Updated Assessment of Several Avian Species from Peru in the Context of their Elevational Extents, Reproductive Period and Taxonomy

Adrian Gaylon Cook*
Waycross College, Waycross, Georgia, 31503, USA

© 2012 Adrian Gaylon Cook

open-access license: This is an open access article distributed under the terms of the Creative Commons Attribution 4.0 International Public License (CC-BY 4.0), a copy of which is available at: ( This license permits unrestricted use, distribution, and reproduction in any medium, provided the original author and source are credited.

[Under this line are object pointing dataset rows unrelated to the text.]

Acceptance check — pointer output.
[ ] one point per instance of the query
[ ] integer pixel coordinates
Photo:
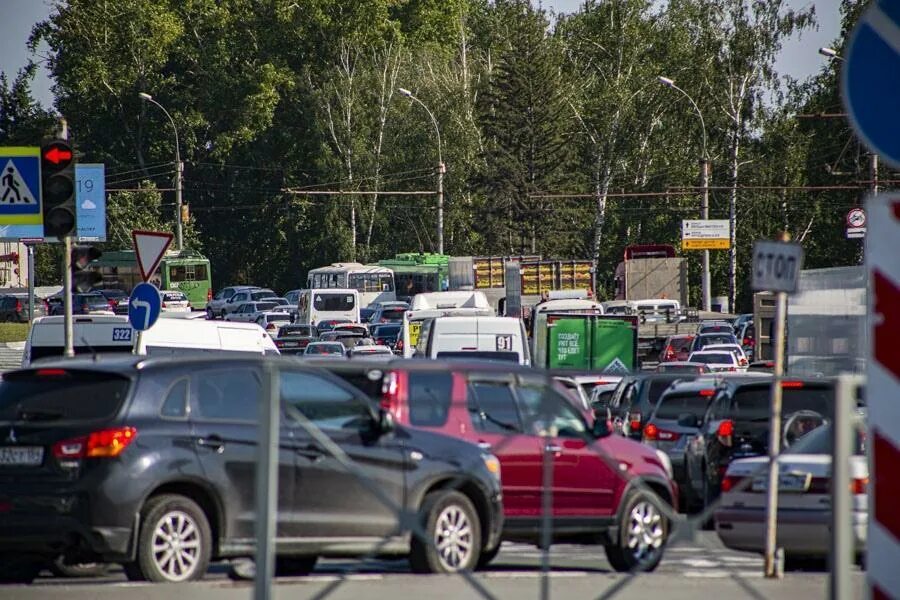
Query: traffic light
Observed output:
(83, 279)
(58, 188)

* Address correspondence to this author at the Waycross College, Waycross, Georgia, 31503, USA; Tel: 912-550-8694; Fax: 912-449-7614; E-mails:


Reported here are primary avian geographical records for the nation of Peru and for the western declivity of the Peruvian Andes. Not previously encountered anywhere in Peru is Myrmeciza exsul (Chestnut-backed Antbird), a periorbitally blue thamnophilid possessing apically maculate tectrices. This species was observed on the western inclination of the Andean Mountains in Peru. Recorded primally on the occidental Andean declivity of Peru were (1) a representative of Myiodynastes manifesting a flavous coronal vitta that is centrally ardent (Golden-crowned Flycatcher); (2) an emberizid (Chlorospingus) exhibiting a flavous throat and flavescent crissum (Yellow-throated Bush-Tanager); (3) a small cardinalid (Piranga leucoptera, White-winged Tanager) possessing fasciate alae; and (4) examples of a congener of the Ivory-billed Woodpecker (Campephilus principalis), the females of which possess a nigrous pileum. The geographic distribution of M. exsul and the ranges of the other four species on the occidental Andean inclination are extended australly. In addition, the distribution of the races of Myiodynastes chrysocephalus (Golden-crowned Flycatcher) is clarified. Observations of the picid and the tyrannid occurred at elevations below those had been recorded for these taxa. I differentiate each of the five taxa from related taxa in Ecuador and Peru, and delineate their geographic distributions, elevational extents, vagility, and reproductive periods.

Keywords: Updated assessment, new records, birds, Tumbes, Peru, systematics, biogeography.